SAC-M warns of rising junta violence ahead of Myanmar’s sham polls
- Saw Kyaw Oo
- 8 hours ago
- 3 min read
Mizzima
The Special Advisory Council for Myanmar (SAC-M) released a statement on 26 December urging the international community to reject Myanmar’s planned sham elections and take urgent action to stop ongoing atrocities, warning that the military junta is escalating violence against civilians in an attempt to manufacture political legitimacy ahead of the polls scheduled to begin on 28 December.
The statement is as follows:
The international community, including ASEAN and the UN, must condemn the junta’s atrocities and take concrete measures to prevent further civilian casualties, says the Special Advisory Council for Myanmar (SAC-M).
“The only election campaigning taking place in Myanmar is the junta’s campaign of terror against civilians,” said SAC-M Member Yanghee Lee. “The junta is committing atrocities while pretending to hold genuine elections. Any governments that legitimise the junta or its sham elections will be complicit in its crimes.”
The junta controls less than 40 percent of the country’s territory. It cannot conduct elections in the other 60 percent and so it attacks. Relentless aerial attacks on civilian gatherings, hospitals, and homes in resistance-controlled and liberated areas, as well as the arbitrary detention and torture of perceived opponents, have been part of a deadly surge in junta violence in recent weeks.
On 10 December, a junta airstrike on a public hospital in Mrauk-U township, Rakhine State, killed at least 34 people and wounded at least 70 others. The attack drew global condemnation, including from ASEAN, the World Health Organisation, and from UN High Commissioner for Human Rights Volker Türk who said the attack may amount to a war crime. “I call for investigations and those responsible to be held to account,” Türk said in a Facebook post.

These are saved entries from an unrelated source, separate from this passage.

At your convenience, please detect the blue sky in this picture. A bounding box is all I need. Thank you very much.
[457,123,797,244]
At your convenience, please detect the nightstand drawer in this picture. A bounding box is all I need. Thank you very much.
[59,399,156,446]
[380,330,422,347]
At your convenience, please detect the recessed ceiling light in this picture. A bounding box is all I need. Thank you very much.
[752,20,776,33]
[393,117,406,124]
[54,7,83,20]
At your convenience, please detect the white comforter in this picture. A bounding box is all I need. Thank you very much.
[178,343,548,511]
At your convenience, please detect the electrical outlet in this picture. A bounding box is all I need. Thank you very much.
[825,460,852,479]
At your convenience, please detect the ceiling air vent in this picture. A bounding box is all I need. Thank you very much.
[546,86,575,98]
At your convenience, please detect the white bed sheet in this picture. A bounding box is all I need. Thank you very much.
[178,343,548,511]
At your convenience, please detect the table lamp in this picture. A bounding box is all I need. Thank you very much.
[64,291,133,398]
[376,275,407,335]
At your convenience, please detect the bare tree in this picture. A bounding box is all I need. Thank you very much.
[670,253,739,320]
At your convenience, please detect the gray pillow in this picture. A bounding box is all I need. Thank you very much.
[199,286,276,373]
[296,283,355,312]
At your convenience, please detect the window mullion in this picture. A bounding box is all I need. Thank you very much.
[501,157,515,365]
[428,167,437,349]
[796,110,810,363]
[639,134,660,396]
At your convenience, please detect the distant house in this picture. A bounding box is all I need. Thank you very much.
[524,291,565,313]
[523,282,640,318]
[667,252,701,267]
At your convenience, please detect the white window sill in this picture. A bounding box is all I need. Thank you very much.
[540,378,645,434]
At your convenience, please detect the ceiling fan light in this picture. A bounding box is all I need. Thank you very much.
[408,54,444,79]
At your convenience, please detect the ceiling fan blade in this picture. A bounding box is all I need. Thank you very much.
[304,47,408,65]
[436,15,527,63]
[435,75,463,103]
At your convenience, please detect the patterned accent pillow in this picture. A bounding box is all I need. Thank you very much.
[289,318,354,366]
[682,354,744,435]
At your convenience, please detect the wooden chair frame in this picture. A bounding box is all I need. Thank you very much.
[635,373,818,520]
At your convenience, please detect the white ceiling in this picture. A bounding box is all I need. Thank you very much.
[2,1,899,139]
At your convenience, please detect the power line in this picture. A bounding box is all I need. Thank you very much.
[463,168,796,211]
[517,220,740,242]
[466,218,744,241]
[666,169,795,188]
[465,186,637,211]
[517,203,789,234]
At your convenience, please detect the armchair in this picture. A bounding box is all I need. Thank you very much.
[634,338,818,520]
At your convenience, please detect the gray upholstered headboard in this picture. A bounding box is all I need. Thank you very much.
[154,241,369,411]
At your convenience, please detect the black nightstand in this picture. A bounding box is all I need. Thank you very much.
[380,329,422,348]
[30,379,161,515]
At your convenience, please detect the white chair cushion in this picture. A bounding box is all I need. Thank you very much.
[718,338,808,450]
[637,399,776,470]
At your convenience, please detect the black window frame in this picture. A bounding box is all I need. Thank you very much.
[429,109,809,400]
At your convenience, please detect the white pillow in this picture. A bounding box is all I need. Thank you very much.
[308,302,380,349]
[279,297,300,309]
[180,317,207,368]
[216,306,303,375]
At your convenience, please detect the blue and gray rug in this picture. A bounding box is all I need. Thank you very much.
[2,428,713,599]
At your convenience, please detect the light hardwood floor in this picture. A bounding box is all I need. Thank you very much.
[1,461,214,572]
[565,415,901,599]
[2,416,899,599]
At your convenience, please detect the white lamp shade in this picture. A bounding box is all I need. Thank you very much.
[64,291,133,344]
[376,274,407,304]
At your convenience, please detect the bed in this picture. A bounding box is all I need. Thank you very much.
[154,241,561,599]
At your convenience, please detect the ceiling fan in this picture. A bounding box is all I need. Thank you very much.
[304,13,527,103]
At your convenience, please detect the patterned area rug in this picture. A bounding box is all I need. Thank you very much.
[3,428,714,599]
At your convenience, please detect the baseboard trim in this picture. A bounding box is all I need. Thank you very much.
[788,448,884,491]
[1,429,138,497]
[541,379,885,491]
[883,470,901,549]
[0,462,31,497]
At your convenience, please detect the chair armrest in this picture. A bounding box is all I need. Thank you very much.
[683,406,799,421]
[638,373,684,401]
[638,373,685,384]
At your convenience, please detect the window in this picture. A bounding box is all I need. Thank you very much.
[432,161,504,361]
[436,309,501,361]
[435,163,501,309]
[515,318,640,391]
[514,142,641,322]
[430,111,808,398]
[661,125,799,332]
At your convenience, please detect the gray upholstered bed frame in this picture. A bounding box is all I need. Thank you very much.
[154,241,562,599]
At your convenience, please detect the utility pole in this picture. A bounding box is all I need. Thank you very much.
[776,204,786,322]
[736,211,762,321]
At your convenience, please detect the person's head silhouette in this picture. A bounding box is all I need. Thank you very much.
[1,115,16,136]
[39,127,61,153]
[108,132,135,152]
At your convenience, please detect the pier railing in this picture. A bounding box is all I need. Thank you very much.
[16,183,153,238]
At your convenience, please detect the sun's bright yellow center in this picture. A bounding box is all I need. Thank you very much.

Despite this outcry, the junta remains undeterred in its violations. Since the Mrauk-U hospital bombing, dozens of civilians have been killed in targeted junta air strikes across Sagaing and Mandalay regions, according to reports.
Hundreds have been arrested for opposing the elections. There are grave concerns for the safety of pro-democracy activist Ko Htet Myat Aung, who was arbitrarily detained by the junta on 14 December. Sources say the 24-year-old has been severely tortured in detention and has life-threatening injuries. Ko Htet Myat Aung was one of 10 activists wanted by the junta under its “Election Protection Law” for leading a peaceful flash-mob demonstration against the sham elections in Mandalay on 3 December. The junta has refused to provide any information on his current condition.
Last week the junta announced that at least 229 people have been detained under the same “law”, which punishes dissent through extreme sanctions, including the death penalty.
The junta’s use of such draconian measures to silence opponents exposes its elections as a new means of repressing the population as well as a cynical ploy to manufacture legitimacy. The elections are not a
free and fair expression of the will of the Myanmar people but a process engineered by the junta to ensure the dominance of its proxy party, the Union Solidarity and Development Party (USDP).
ASEAN, Myanmar’s neighbours and the broader international community must take urgent measures to prevent further attacks on civilians.
SAC-M calls on States to reject the sham elections absolutely and to refrain from any engagement that would confer legitimacy on the junta or any proxy body it appoints.
SAC-M also urges the international community to support legitimate pro-democracy actors in Myanmar, while hobbling the junta through targeted financial sanctions and coordinated embargoes that cut its access to cash, weapons and aviation fuel.
Finally, States must redouble their efforts to prosecute accused war criminal and junta leader Min Aung Hlaing and his junta acolytes and cronies – including those he’s appointed to the ranks of the USDP – and hold them accountable for their heinous crimes.